Snoh Fusion combines the use of OCR with AI-based document interpretation and human oversight that assist organisations in:
- Eliminating wasted time due to discrepancies in OCR data.
- Elevating data accuracy levels, without reliance on strict templates.
- Increasing the ability to process a high number of documents, but having less need for manual review, because of the human input in monitoring and double-checking accuracy levels.
Snoh Fusion’s goal is not to provide a replacement for OCR systems but rather to enhance their legitimacy.
Why OCR Accuracy Still Matters
“Although there are limitations to using Optical Character Recognition (OCR), it is an essential technology that many organisations expect to solve issues that were never intended to be solved by this technology.
Many organisations see errors after audits, compliance checks and financial discrepancies, which are a result of misusing OCR technology by applying no intelligence when using the OCR technology. With understanding and verification associated with the information collected by OCR, companies can finally realise the full benefits of automating their processes.”
Final Thoughts
OCR errors occur in invoices, PDFs and scanned documents, not due to technology failings, however, because the technology is not matching the expectation of the user.
OCR only reads text, not understands.
By realising the limitations of OCR and the use of Intelligent Document Processing, businesses can differentiate automation that results in rework from automation that builds trust.
FAQs
What are the OCR accuracy problems?
When text from an invoice, scanned document, PDF, etc., is incorrectly read by OCR (optical character recognition) software, there are many types of errors that can occur. Some examples include incorrect numbers or amounts, fields missing, or data that has been placed in the wrong area due to scan quality or the complexity of the document layout.

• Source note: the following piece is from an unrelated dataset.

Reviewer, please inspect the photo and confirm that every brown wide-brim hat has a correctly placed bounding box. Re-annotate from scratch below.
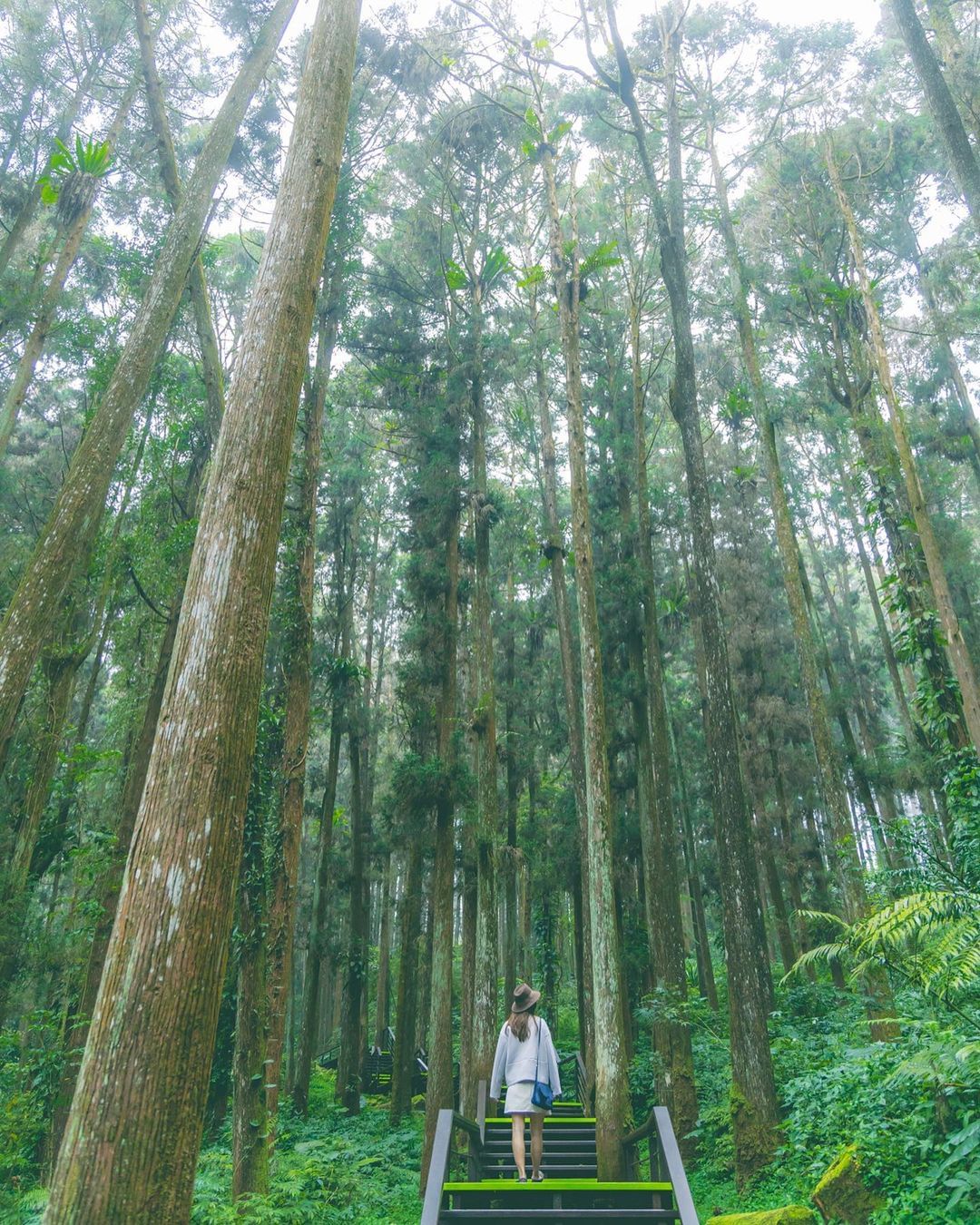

Why do OCR errors happen in invoices?
Every invoice is different in terms of design and structure. Invoices typically have tables, several different tax fields, several different formats of vendors, and many invoices do not have consistent placement of invoice numbers. These various structural formats of the invoice, as well as the inability for the OCR to interpret the invoice’s structure correctly, are all contributing factors to why errors occur in OCR documents.
How accurate is OCR for scanned documents?
OCR-scanned document accuracy is also affected by the quality of the original scan. Documents that are low-resolution, skewed, have shadows or stamps, and/or documents with handwritten text generally have low accuracy levels with OCR software.
What are the main limitations of OCR?
OCR technology’s limitations are: it does not know what type of context the text represents; it does not effectively manage tables; it struggles with handwritten documents; and it cannot validate whether or not the extracted data is accurate based on logical or financial reasoning.
Is OCR enough for invoice processing?
No, OCR will extract the text but will not be able to comprehend the content’s meaning or verify the extracted data’s correctness. This generally results in multiple instances of rework and/or manual correction of errors associated with the invoice processing workflow.